Holub spoke a day after he and his colleagues reversed a tightening campaign of nine rate hikes since 2017. After cutting the benchmark to 1.75%, investors are betting on an additional 1.5 points of cuts, but Holub said those wagers are overdone, as such drastic easing could hurt the koruna so much that the central bank would be forced to intervene.
Other countries in central and eastern Europe are pursuing both fiscal and monetary stimulus to counteract vanishing economic activity as factories, shops, schools and most aspects of daily life are locked down in quarantine. Poland slashed rates by half a point on Wednesday, its first cut in five years. The Czechs are also sitting on a vast warchest of foreign reserves amassed around the end of its Swiss-style cap on koruna gains three years ago. At almost $150 billion, its one of the largest in the world as a share of economic output and exceeds the levels held by regional peers Poland and Hungary combined. The bank has pledged to step in and correct any koruna moves it deems as excessive.
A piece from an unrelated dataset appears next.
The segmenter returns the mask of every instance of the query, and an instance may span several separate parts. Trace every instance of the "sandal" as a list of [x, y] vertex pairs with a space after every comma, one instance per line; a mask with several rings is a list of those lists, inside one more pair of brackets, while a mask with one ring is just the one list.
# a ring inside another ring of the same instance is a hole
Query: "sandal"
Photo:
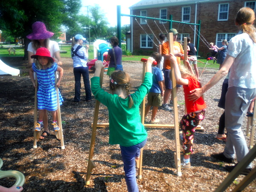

“We regard the degree of exchange-rate depreciation so far as more or less natural and mostly desirable,” said Holub. “But if the currency sell-off were to go too far, this could start hurting parts of the economy, and then of course it would be worth considering whether we should step in.”
Holub said the Czech economy doesn’t need near-zero rates because it’s resilient, with the EU’s lowest unemployment and healthy public finances and banks. Cutting rates too much could weaken the koruna to levels that could weaken importers, consumers, and exporters hedged against koruna appreciation. “The fact that we coincidently cut rates immediately after the Fed doesn’t mean we want to somehow mechanically track it,” he said. “If this is how the market interprets things and why it expects Czech rates at zero, then I think it’s an overly simplified interpretation.”